What makes a patient suitable for bariatric surgery?
So many patients who come for bariatric surgery are what I call “dietary veterans”—they’ve done all the programs. And what we really encourage patients to think about, and where we think the surgery is most powerful, is that it really limits your ability to eat those larger portion sizes. There are ways to out-eat these procedures. Some of the most common ways involve consuming what we call “soft solid foods” or “liquid calories.” So, if you’re going to a coffee shop and getting a large mocha Frappacino…whatever, and consuming that several times a day, you’re consuming 300-400 calories in that cup of coffee. The unfortunate reality, as we’ve come to learn in the last few years, is that almost all barriatric patients regain about ten percent of their weight within the first five to ten years after surgery. And the evidence now tells us that somewhere in the neighborhood of 20 to 30 percent [of patients] regain a significant amount of weight within the first five years.
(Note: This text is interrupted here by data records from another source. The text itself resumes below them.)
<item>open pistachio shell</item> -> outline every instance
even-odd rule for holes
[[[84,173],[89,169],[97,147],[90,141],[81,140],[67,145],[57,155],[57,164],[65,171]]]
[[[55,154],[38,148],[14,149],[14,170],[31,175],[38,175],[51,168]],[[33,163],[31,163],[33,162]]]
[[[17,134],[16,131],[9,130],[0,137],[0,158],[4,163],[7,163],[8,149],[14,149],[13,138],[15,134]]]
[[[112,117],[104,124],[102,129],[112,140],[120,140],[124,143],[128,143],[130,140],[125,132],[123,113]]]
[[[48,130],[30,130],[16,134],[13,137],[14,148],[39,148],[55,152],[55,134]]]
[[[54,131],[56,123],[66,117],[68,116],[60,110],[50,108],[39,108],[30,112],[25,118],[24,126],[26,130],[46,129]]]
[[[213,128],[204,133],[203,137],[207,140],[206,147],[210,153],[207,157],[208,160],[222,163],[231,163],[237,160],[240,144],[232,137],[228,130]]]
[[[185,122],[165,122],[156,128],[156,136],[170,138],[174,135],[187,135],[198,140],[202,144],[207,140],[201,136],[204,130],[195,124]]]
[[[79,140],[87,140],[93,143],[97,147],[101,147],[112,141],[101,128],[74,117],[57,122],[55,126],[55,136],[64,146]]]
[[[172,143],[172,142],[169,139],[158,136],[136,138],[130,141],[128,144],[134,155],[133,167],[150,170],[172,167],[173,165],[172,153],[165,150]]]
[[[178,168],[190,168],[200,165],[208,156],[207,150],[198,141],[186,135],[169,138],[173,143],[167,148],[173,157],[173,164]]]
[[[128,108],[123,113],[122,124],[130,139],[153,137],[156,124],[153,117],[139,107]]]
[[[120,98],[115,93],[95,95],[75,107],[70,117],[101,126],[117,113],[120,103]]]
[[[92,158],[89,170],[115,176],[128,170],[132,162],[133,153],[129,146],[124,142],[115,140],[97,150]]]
What are keys to success for patients?
We make sure that patients have realistic expectations of what the surgery can do for them, the changes that they need to make, and one of the most important things is to make sure that the timing in their lives is right. It’s important that you’re doing this at a time when you can really dedicate time and energy to taking good care of yourself. How can you make these changes and make the post-operative diet a priority? That’s really the key. As you start your day, you should know, “Here’s when I’m going to have my lunch, here’s my snack, here’s my dinner,” as opposed to making those decisions on the fly, because when we do that, it often leads us to the higher-calorie foods.
It sounds like we can restrict what fits into our stomachs, but it sounds like most of this is ‘in our heads’?
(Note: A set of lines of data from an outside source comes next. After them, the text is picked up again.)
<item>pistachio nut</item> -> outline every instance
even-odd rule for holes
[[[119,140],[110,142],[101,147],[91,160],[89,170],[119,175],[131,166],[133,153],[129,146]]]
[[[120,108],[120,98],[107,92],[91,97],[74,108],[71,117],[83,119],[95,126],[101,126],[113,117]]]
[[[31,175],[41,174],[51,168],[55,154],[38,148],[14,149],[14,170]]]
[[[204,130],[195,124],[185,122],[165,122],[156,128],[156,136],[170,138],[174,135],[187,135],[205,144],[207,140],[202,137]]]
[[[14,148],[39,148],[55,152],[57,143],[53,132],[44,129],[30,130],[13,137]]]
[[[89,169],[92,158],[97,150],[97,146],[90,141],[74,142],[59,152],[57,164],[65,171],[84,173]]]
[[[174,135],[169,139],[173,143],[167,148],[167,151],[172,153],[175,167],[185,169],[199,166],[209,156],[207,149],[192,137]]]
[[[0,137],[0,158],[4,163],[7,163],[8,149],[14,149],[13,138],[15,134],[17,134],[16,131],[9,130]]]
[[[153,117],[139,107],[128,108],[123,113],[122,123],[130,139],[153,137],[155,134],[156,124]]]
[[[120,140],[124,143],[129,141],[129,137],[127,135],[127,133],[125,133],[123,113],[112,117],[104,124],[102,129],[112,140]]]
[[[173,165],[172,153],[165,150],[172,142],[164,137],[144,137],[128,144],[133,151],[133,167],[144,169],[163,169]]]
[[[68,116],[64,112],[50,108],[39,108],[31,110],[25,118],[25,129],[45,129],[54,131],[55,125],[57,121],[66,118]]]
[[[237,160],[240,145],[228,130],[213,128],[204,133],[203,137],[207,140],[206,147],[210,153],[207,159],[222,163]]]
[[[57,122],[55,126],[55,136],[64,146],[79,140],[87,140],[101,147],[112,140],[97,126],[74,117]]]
Some of this is definitely in our heads, but some of it is how we interact with our environment. You live in an environment where food is readily available, and our environment has really spun out of control in that way. I think about the library at Penn, and the fact that it has at least one, if not two, coffee shops in it. But when I was an undergrad, you weren’t allowed to bring any food and drinks into the library at all. Clearly, we have food available to us day in and day out, and so if we’re really not mindful, we end up overeating and over-consuming without sitting behind a Wawa eating a half gallon of ice cream.